(Failover Cluster) Domain Controller의 역할

🧠 TL;DR Summary:

✅ A Domain Controller (DC) is required for:

• Cluster formation and authentication
• Name resolution (via DNS)
• Accessing domain-joined resources (e.g., SMB)
• Cluster-aware updates, GPOs, and live migration authentication

However, once the cluster is already formed, certain operations (like S2D and CSV access) can continue without the DC — but with reduced functionality and higher risk.

---

🔍 1. Domain Controller's Role in Failover Clustering

Function	Role of Domain Controller
Cluster Creation	Required — nodes must authenticate with the domain to form/join the cluster.
Cluster Startup	Required — during initial boot, cluster service authenticates via the domain.
Quorum Witness Access (File Share)	Must resolve and authenticate to access file share quorum.
Cluster Name Object (CNO)	Stored in Active Directory.

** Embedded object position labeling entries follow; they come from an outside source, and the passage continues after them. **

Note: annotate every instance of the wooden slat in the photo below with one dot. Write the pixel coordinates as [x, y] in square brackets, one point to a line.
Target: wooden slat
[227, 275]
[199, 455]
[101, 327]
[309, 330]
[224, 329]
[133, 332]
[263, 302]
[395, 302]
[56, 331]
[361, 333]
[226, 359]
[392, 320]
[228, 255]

Requires DC to register and update.
Live Migration	Uses Kerberos authentication → requires DC & DNS.
DNS Resolution	All cluster nodes resolve cluster name, witness, and partners through DNS.
Hyper-V Authorization	Uses AD credentials for remote management, permissions, and constrained delegation.

 

💡 Without a reachable DC, some features will hang or fail (especially Live Migration, witness arbitration, or remote cluster management).

---

📦 2. Domain Controller's Role in S2D and CSV

Feature	Dependency on DC
Storage Spaces Direct (S2D)	❌ No direct dependency once initialized.
Cluster Shared Volumes (CSV)	❌ CSV redirection and IO can still function without AD.
Cluster Health Service	✅ Requires AD for some telemetry/reporting features.
Cluster-Aware Updating (CAU)	✅ Requires domain credentials & GPOs.

 

✅ Good news: S2D & CSV can keep running for a time without AD, assuming cluster membership is intact.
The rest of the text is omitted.